A portrait of Roubiliac, painted by himself, was sold for three-and-sixpence only at the sale of his effects. The prices, indeed, at this sale seem to have been desperately low. There were no antiquities or objects of virtù brought to the hammer: and Mr. Canto was not the auctioneer! A copy by Reynolds of the Chandos portrait of Shakespeare, with seven other pictures, was knocked down for ten shillings only, the father of John Flaxman being the purchaser. Reynolds had painted the picture as a present to his friend, Mr. Roubiliac. It afterwards became the property of Mr. Edmond Malone.
NOTES:
[4] 'The Clandestine Marriage.'
[5] 'Chantrey esteemed highly the works of Roubiliac; he admired his busts; and thought the statue of Newton at Cambridge of the best character of portrait sculpture. The simplicity of the figure, united with the apparent intelligence and thought in the countenance, he considered as quite satisfactory; and although he generally disliked the imitation of any particular material in drapery, he was reconciled to the college dress of the philosopher.

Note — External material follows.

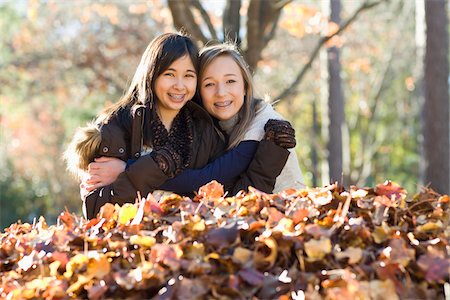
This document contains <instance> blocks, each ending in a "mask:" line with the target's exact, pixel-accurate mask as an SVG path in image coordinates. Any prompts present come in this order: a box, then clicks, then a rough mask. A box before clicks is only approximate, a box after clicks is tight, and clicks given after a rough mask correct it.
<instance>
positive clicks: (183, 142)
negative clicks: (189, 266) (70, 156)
mask: <svg viewBox="0 0 450 300" xmlns="http://www.w3.org/2000/svg"><path fill="white" fill-rule="evenodd" d="M156 40H158V38H157V39H156ZM189 41H190V40H189ZM191 43H192V42H191ZM154 47H155V46H152V43H151V44H150V46H149V49H153V50H151V51H146V53H144V56H143V58H142V60H141V63H140V65H139V67H138V71H137V72H136V75H135V78H134V79H133V82H132V85H131V87H130V89H129V93H128V94H126V95H125V96H124V98H123V99H122V100H121V101H120V102H119V103H118V104H116V105H115V106H114V107H112V108H110V109H108V110H107V111H106V113H105V114H103V115H102V116H100V118H99V120H101V122H100V123H101V124H103V125H102V126H101V134H102V139H101V140H102V141H108V140H116V141H124V145H123V147H122V149H127V150H126V151H123V150H122V153H125V152H126V153H129V155H127V156H123V155H122V156H121V155H117V151H116V152H114V151H109V150H108V149H110V148H109V147H108V146H105V145H103V142H102V145H101V146H100V147H99V148H100V149H102V151H103V152H104V153H96V155H95V158H94V159H95V162H93V163H89V164H88V166H89V167H88V168H89V169H88V178H87V179H84V180H83V183H82V185H81V191H82V192H81V194H82V198H84V199H85V201H84V204H85V205H84V209H85V210H86V213H85V215H87V217H88V218H92V217H94V216H95V215H96V213H97V212H98V211H99V209H100V207H101V206H102V205H103V204H105V203H107V202H113V203H119V204H122V203H124V202H132V201H133V200H134V199H135V197H136V192H137V191H140V192H141V194H142V195H146V194H147V193H148V192H152V191H154V190H155V189H162V190H168V191H173V192H175V193H178V194H182V195H183V194H184V195H192V193H193V191H195V190H197V189H198V188H199V187H200V186H201V185H203V184H206V183H207V182H209V181H211V180H212V179H216V180H218V181H219V182H221V183H222V184H224V186H225V189H226V190H227V191H230V192H232V193H236V192H237V191H239V190H241V189H244V190H246V189H247V188H248V186H250V185H251V186H253V187H256V188H258V189H260V190H262V191H265V192H272V191H273V189H274V186H275V183H276V180H277V176H278V175H279V174H280V172H282V169H283V168H284V166H285V164H286V161H287V160H288V157H289V156H290V152H289V151H288V150H287V149H289V148H293V147H294V146H295V132H294V129H293V128H292V127H291V125H290V124H289V123H288V122H286V121H281V120H270V122H268V123H267V126H266V127H264V128H263V127H261V126H259V125H258V126H259V127H261V128H259V127H258V126H257V127H258V128H257V129H258V130H257V131H258V134H259V133H260V132H261V130H262V136H260V137H259V138H256V140H252V141H249V142H248V141H246V140H245V138H246V137H247V135H248V134H247V133H248V132H247V131H249V132H250V133H251V132H252V131H254V130H255V128H253V127H255V126H253V127H252V126H251V125H252V124H253V125H254V123H255V122H254V121H255V116H256V115H257V111H259V108H261V107H263V106H264V105H262V103H263V102H262V101H260V100H256V99H254V98H253V84H252V80H251V76H250V72H249V71H248V68H247V67H246V64H245V61H243V59H242V57H241V56H239V57H240V59H242V61H241V63H242V67H241V65H240V64H239V63H238V62H236V63H234V62H232V63H234V64H236V66H235V67H236V68H237V69H236V70H237V72H235V73H236V74H235V76H240V82H241V83H242V87H241V88H239V87H238V91H240V93H238V97H237V99H233V100H232V101H231V100H230V103H229V104H231V103H232V102H235V101H234V100H237V101H236V103H235V104H233V106H234V107H235V108H236V109H234V110H231V111H230V110H228V108H227V107H229V106H230V105H228V104H227V103H228V101H229V100H228V99H226V100H225V102H222V103H221V104H219V105H217V106H218V109H219V111H220V110H223V111H225V115H228V114H229V112H231V115H229V116H227V117H226V118H231V119H234V120H237V122H234V123H233V124H231V125H232V128H229V129H231V131H230V130H228V131H227V129H226V128H222V129H223V130H224V131H223V134H219V135H220V136H222V137H225V138H226V139H227V141H228V144H229V147H228V151H227V152H226V153H225V154H224V155H222V156H220V157H219V158H217V159H216V160H214V161H213V162H210V161H211V160H212V159H213V158H216V157H217V153H218V152H220V151H222V152H223V151H225V144H224V143H223V139H221V138H219V137H218V135H217V132H215V131H214V130H212V129H211V126H205V125H204V124H203V123H205V122H204V119H205V118H204V115H203V114H200V113H199V111H201V112H203V113H206V112H204V111H202V110H201V108H200V107H198V106H197V105H196V104H194V103H193V101H189V102H187V104H186V105H184V106H183V104H184V103H186V102H185V101H184V100H186V99H187V100H189V97H191V98H192V96H193V94H192V90H191V89H190V87H191V85H190V83H189V84H186V85H185V88H183V85H182V84H179V82H178V81H174V82H175V83H174V82H173V81H171V80H166V79H165V77H166V76H168V77H169V78H172V77H176V76H175V75H177V74H178V76H179V75H182V74H192V73H193V72H190V71H189V68H187V69H186V68H185V69H183V68H182V67H181V68H180V67H178V65H180V64H181V65H183V62H185V60H186V59H187V57H186V56H182V55H181V54H180V53H182V52H177V53H175V54H174V51H171V49H170V48H168V47H166V48H164V47H160V48H159V49H158V48H154ZM149 49H147V50H149ZM207 49H208V48H207ZM233 49H234V48H233ZM225 50H226V49H225ZM228 50H229V51H228V52H226V53H225V52H224V53H222V55H224V56H225V55H238V54H239V52H237V50H236V49H234V50H236V52H233V51H234V50H233V51H231V48H229V49H228ZM155 51H156V52H157V53H158V52H159V53H160V54H161V51H166V52H164V54H161V55H154V52H155ZM149 52H153V54H152V55H150V54H149ZM205 53H208V52H203V57H204V58H206V57H209V55H208V56H205V55H206V54H205ZM149 56H150V58H149ZM219 56H220V55H219ZM168 58H171V59H172V60H171V62H169V63H164V59H168ZM210 58H211V59H210V60H208V59H207V60H205V61H204V65H203V67H204V68H203V69H201V70H203V71H205V70H207V69H208V68H207V67H208V66H209V64H210V63H211V62H212V61H214V60H215V59H216V56H215V55H213V56H211V57H210ZM153 59H156V61H152V60H153ZM159 60H161V61H159ZM190 60H191V62H192V61H194V58H193V56H191V59H190ZM186 65H189V64H186ZM193 65H194V64H193ZM150 66H152V67H150ZM162 66H166V68H167V69H164V67H162ZM167 66H168V67H167ZM146 69H149V71H148V72H144V70H146ZM155 70H158V71H155ZM183 70H188V71H183ZM201 72H202V71H201ZM245 72H246V73H245ZM173 73H174V74H173ZM206 73H207V72H206ZM206 73H205V72H203V73H202V74H203V75H204V74H206ZM137 74H140V75H137ZM146 74H148V75H146ZM150 75H152V76H153V77H150ZM228 75H230V74H228ZM145 76H148V78H146V79H145V80H143V77H145ZM155 76H156V79H155ZM182 76H185V75H182ZM207 79H208V78H207ZM209 79H211V78H209ZM144 81H145V84H143V82H144ZM166 81H167V82H168V83H167V85H166V84H163V83H164V82H166ZM188 81H189V80H188ZM203 81H204V79H202V80H201V81H200V87H201V93H202V95H203V92H204V91H205V90H206V89H207V88H205V87H204V86H203ZM180 82H181V81H180ZM189 82H190V81H189ZM229 83H231V80H227V84H229ZM176 85H179V91H176V90H174V89H175V87H176ZM139 88H140V90H141V91H143V93H144V95H143V96H142V97H141V98H140V97H139V93H137V94H136V93H135V91H139ZM149 89H150V90H149ZM158 91H160V92H158ZM182 91H184V92H185V94H186V95H189V96H187V97H185V94H183V93H182ZM191 95H192V96H191ZM207 98H208V99H209V98H211V97H207ZM124 99H125V100H124ZM139 99H141V100H139ZM146 99H147V100H146ZM148 99H150V100H148ZM183 99H184V100H183ZM182 100H183V101H182ZM197 101H198V102H200V101H199V100H197ZM183 102H184V103H183ZM121 103H122V104H121ZM207 103H208V102H206V101H203V104H204V105H205V107H206V108H209V112H210V113H211V114H212V115H213V116H214V117H215V119H216V123H217V126H222V127H223V125H224V124H223V122H222V121H223V118H221V116H220V114H215V112H214V109H211V107H209V106H208V105H207ZM222 104H227V105H222ZM214 106H215V105H213V107H214ZM194 108H195V110H194ZM141 110H142V111H143V112H145V114H143V115H145V116H150V117H147V118H145V117H144V118H140V119H139V118H137V117H139V116H140V114H139V111H141ZM227 111H228V112H227ZM193 113H194V115H195V116H197V115H199V114H200V115H201V118H200V121H201V122H199V118H191V117H190V116H191V114H193ZM130 114H131V116H132V119H133V120H132V121H130V117H129V116H130ZM136 116H137V117H136ZM168 116H169V117H168ZM270 116H272V117H274V115H270ZM124 117H125V118H124ZM275 117H276V116H275ZM124 119H125V120H124ZM137 119H139V120H140V122H139V121H136V120H137ZM111 120H112V121H113V122H111ZM177 120H179V121H178V122H177ZM261 120H263V119H261ZM261 120H260V121H261ZM210 121H211V120H210ZM266 121H267V120H265V119H264V123H265V122H266ZM117 122H118V123H119V126H118V127H119V128H122V129H125V130H115V131H114V135H113V133H112V130H110V129H109V128H110V127H111V126H116V124H115V123H117ZM130 123H132V125H131V127H132V128H131V129H129V127H130ZM206 123H208V122H206ZM147 124H148V125H147ZM210 124H211V123H208V125H210ZM163 125H164V126H163ZM263 126H264V124H263ZM139 128H143V133H142V132H140V129H139ZM266 129H267V130H266ZM82 132H83V133H86V132H87V130H82ZM110 132H111V133H110ZM230 132H231V134H230ZM108 133H110V134H109V138H108ZM119 134H121V136H122V137H123V138H117V136H118V135H119ZM113 136H114V137H115V138H113ZM142 137H144V143H141V144H140V146H139V147H138V150H139V149H140V151H136V150H135V149H136V148H135V149H133V145H134V144H136V141H139V138H141V139H142ZM199 137H201V138H199ZM263 137H264V140H263V141H261V142H260V140H261V138H263ZM82 140H85V139H82ZM130 141H131V143H130ZM81 144H82V143H81ZM79 145H80V142H79V141H77V139H76V138H75V139H74V142H73V143H72V147H70V148H71V149H76V150H78V149H79V148H80V147H79ZM70 148H69V149H70ZM113 148H114V147H113ZM115 148H117V146H116V147H115ZM146 150H150V151H146ZM192 150H194V151H192ZM105 151H106V152H105ZM68 152H69V153H73V152H77V151H73V150H71V151H68ZM78 152H79V150H78ZM108 152H109V153H108ZM119 153H121V152H120V148H119ZM147 153H150V155H142V156H141V154H147ZM85 156H86V155H85ZM99 156H102V157H99ZM105 156H109V157H105ZM192 157H195V159H192ZM125 159H128V160H129V162H132V163H129V167H128V168H126V169H125V163H124V162H123V161H122V160H125ZM88 160H90V161H92V160H93V158H92V157H90V158H89V159H88ZM75 161H77V162H80V161H81V160H80V157H79V156H78V157H77V159H76V160H75ZM208 162H210V163H209V164H208V165H206V164H207V163H208ZM205 165H206V166H205ZM297 168H298V166H297ZM183 169H188V170H185V171H184V172H182V173H181V174H180V175H179V176H176V177H175V178H173V177H174V176H175V175H177V174H179V173H180V171H181V170H183ZM124 170H125V171H124ZM300 176H301V173H300ZM116 178H117V179H116ZM170 178H172V179H170ZM295 178H297V177H295ZM295 178H294V179H295ZM289 184H293V186H292V187H296V185H294V183H293V182H291V183H288V185H289Z"/></svg>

From its perfect arrangement, the imitation is so complete that the person who shows the statue at Cambridge always informs the visitor that it only requires to be black to render it a deception. He was inclined to tolerate anything that displayed ingenuity without violating possibility, yet he could never endure such extraneous and uninteresting matter as the shot, the barrel of powder, and the bent chamber of a piece of artillery in the monument to Lord Shannon, in Walton Church, which, with much to commend in the two figures, has a profusion of objects, and a grey marble background, representing a tent, altogether unnecessary and derogatory to the purity of sculpture. Still Roubiliac was rich in thought and reason, for, in his monument in Westminster Abbey, where he has represented Death as a skeleton, he felt that the thin and meagre bones would be as offensive as impracticable; therefore judiciously involved the greater part of the emblem in a shroud or drapery, adding thereby to his allegory and aiding his art. However hostile this style may be to the simplicity of sculpture, the ability of the artist in the conception and execution deserves high praise. The beadle of Worcester Cathedral informed a friend of Chantrey's, that when the sculptor was in that city he always went to see the monument to Bishop Hurd by Roubiliac, and remained a long time in intent observation of the work, for he thought the artist's power over the material surprising, though he disliked polishing the marble.'-Recollections of Chantrey, by George Jones, R.A.
The cast taken by Roubiliac from the face of Newton is in the Hunterian Museum, Glasgow.